Within days though the situation had escalated to a point where some sort of action had to be taken. Tom, having fully mapped out the
Brimbles’
yard, now turned his roving eye to the next fence standing in his way: the one separating him from the undoubtedly lush lawn at number 15. Decision made, his front legs began furiously excavating once more and within hours he was emerging into the hitherto uncharted territory of Mr & Mrs Punt’s cherished dahlia beds. Forty-eight hours after that – having been returned to us five times – he was managing to get as far as the
Dalligans’
geraniums at number 21. Enough was enough and my father was forced to erect a wire mesh stockade that restricted Tom’s beat to the small concrete porch area immediately outside our back door. This was not meant to be a permanent enclosure but, as Dad said,
‘Just
till he gets the
idea.’
The only idea Tom got was that there might be New Worlds to be discovered beyond the rough mat that lay at the threshold to our front room.

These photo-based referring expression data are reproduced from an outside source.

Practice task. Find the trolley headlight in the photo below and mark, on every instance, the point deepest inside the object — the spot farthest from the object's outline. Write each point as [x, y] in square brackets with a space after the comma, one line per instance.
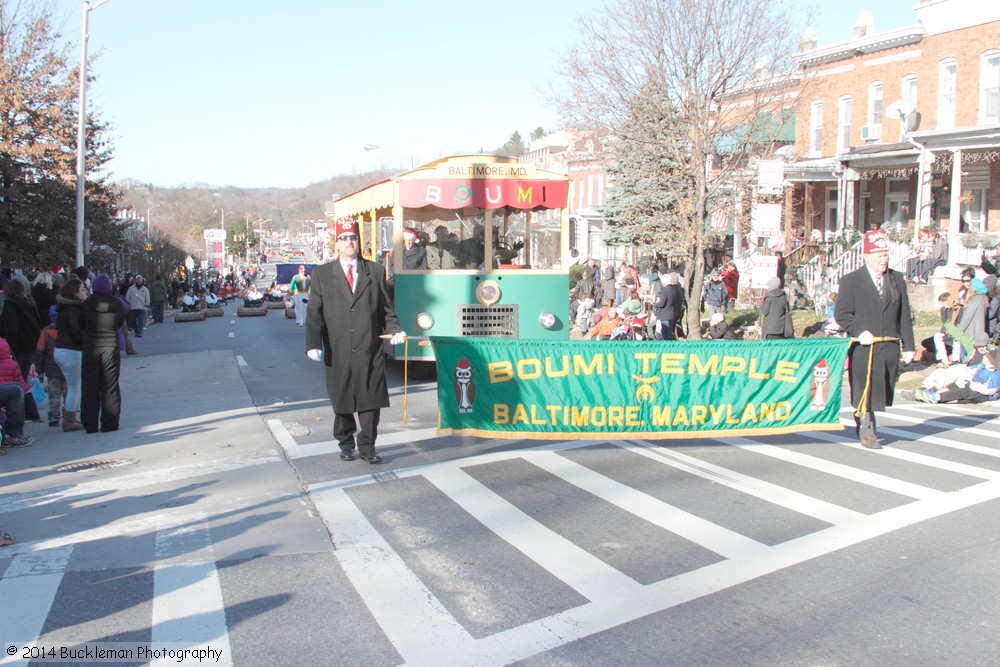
[425, 321]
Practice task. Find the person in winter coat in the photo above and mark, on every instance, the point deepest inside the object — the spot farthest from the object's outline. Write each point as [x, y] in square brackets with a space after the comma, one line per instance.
[775, 317]
[666, 309]
[972, 319]
[872, 302]
[102, 315]
[731, 279]
[138, 301]
[44, 295]
[68, 351]
[13, 389]
[716, 295]
[20, 324]
[157, 299]
[45, 362]
[349, 311]
[609, 287]
[719, 329]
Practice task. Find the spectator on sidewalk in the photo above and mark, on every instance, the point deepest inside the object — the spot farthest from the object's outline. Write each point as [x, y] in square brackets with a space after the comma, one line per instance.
[69, 347]
[45, 364]
[157, 299]
[138, 298]
[103, 317]
[13, 390]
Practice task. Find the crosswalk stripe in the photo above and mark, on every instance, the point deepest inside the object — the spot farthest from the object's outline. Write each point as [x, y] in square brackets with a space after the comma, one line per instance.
[946, 442]
[844, 471]
[772, 493]
[711, 536]
[586, 574]
[187, 598]
[118, 483]
[28, 589]
[407, 611]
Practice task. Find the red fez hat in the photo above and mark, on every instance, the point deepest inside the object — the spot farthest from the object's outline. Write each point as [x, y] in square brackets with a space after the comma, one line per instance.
[875, 241]
[347, 227]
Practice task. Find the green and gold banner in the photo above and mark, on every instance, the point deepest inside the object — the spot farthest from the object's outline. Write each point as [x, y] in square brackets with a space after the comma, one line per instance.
[533, 389]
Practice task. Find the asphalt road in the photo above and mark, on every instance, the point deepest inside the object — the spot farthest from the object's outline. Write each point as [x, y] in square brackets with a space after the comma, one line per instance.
[237, 527]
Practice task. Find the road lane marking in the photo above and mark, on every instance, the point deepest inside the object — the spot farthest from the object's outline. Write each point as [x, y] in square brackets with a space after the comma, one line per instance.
[706, 534]
[187, 598]
[772, 493]
[83, 490]
[412, 617]
[574, 566]
[844, 471]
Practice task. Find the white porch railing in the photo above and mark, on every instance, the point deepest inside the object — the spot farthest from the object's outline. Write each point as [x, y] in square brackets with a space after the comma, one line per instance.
[826, 271]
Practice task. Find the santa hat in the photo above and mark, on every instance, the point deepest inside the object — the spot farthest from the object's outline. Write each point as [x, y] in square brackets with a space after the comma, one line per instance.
[347, 226]
[875, 241]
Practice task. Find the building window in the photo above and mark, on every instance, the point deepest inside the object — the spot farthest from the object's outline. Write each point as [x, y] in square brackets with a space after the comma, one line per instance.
[909, 92]
[947, 84]
[816, 128]
[989, 88]
[844, 124]
[872, 133]
[897, 201]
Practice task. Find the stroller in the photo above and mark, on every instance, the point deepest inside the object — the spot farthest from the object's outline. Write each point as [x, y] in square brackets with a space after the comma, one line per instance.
[635, 328]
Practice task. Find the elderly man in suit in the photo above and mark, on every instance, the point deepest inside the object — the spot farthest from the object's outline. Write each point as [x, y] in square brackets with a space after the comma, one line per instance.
[349, 310]
[872, 304]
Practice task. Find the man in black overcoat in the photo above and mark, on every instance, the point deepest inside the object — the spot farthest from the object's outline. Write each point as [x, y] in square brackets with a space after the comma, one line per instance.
[349, 309]
[872, 303]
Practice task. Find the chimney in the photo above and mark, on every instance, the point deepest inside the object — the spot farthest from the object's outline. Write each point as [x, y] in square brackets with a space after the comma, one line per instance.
[808, 41]
[865, 25]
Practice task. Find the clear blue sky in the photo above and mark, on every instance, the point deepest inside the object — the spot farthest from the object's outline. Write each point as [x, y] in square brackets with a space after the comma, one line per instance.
[252, 92]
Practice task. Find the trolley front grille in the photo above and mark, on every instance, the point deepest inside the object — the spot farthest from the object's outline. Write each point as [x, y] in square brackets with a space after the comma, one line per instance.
[492, 322]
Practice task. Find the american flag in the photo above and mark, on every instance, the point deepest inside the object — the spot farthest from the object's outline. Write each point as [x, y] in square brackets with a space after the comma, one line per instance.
[720, 218]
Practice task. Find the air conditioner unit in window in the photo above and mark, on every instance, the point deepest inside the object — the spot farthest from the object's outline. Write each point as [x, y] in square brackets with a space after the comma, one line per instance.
[871, 132]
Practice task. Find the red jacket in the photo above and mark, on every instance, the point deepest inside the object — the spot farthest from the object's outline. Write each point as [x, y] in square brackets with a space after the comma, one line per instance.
[9, 370]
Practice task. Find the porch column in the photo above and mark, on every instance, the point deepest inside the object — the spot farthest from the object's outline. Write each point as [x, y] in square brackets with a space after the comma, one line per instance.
[956, 207]
[924, 178]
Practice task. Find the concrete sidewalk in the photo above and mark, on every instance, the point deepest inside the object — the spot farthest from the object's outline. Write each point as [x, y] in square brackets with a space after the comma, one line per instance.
[192, 450]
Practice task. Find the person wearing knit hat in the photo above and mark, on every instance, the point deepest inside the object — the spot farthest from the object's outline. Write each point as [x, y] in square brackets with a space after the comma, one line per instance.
[775, 314]
[971, 321]
[872, 303]
[102, 315]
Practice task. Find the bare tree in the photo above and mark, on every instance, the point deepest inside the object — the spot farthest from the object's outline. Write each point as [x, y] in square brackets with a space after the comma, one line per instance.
[670, 80]
[38, 117]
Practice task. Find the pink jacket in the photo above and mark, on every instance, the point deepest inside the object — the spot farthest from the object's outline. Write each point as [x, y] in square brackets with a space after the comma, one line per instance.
[9, 370]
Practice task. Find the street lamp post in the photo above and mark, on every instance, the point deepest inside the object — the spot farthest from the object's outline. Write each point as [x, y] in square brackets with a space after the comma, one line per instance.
[81, 131]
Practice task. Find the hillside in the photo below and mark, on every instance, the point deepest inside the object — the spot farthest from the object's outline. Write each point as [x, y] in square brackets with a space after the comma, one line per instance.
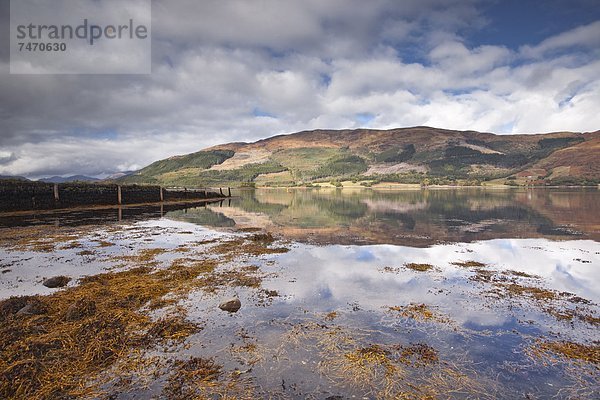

And so he became a house-tortoise, entering our home at a moment’s notice should anyone leave the back door open more than a few inches. During the summer, this would be the norm. It was very common to hear Mum break off washing up at the kitchen sink to look down over her shoulder and say,
‘Oh
, hello. What do you
bleedin’
want?’
as Tom appeared, charging around on his latest lap. The apogee of Tom’s perambulations came one day when there was a knock at our door and a man we had never seen before was standing on the doorstep holding our tortoise in his left hand.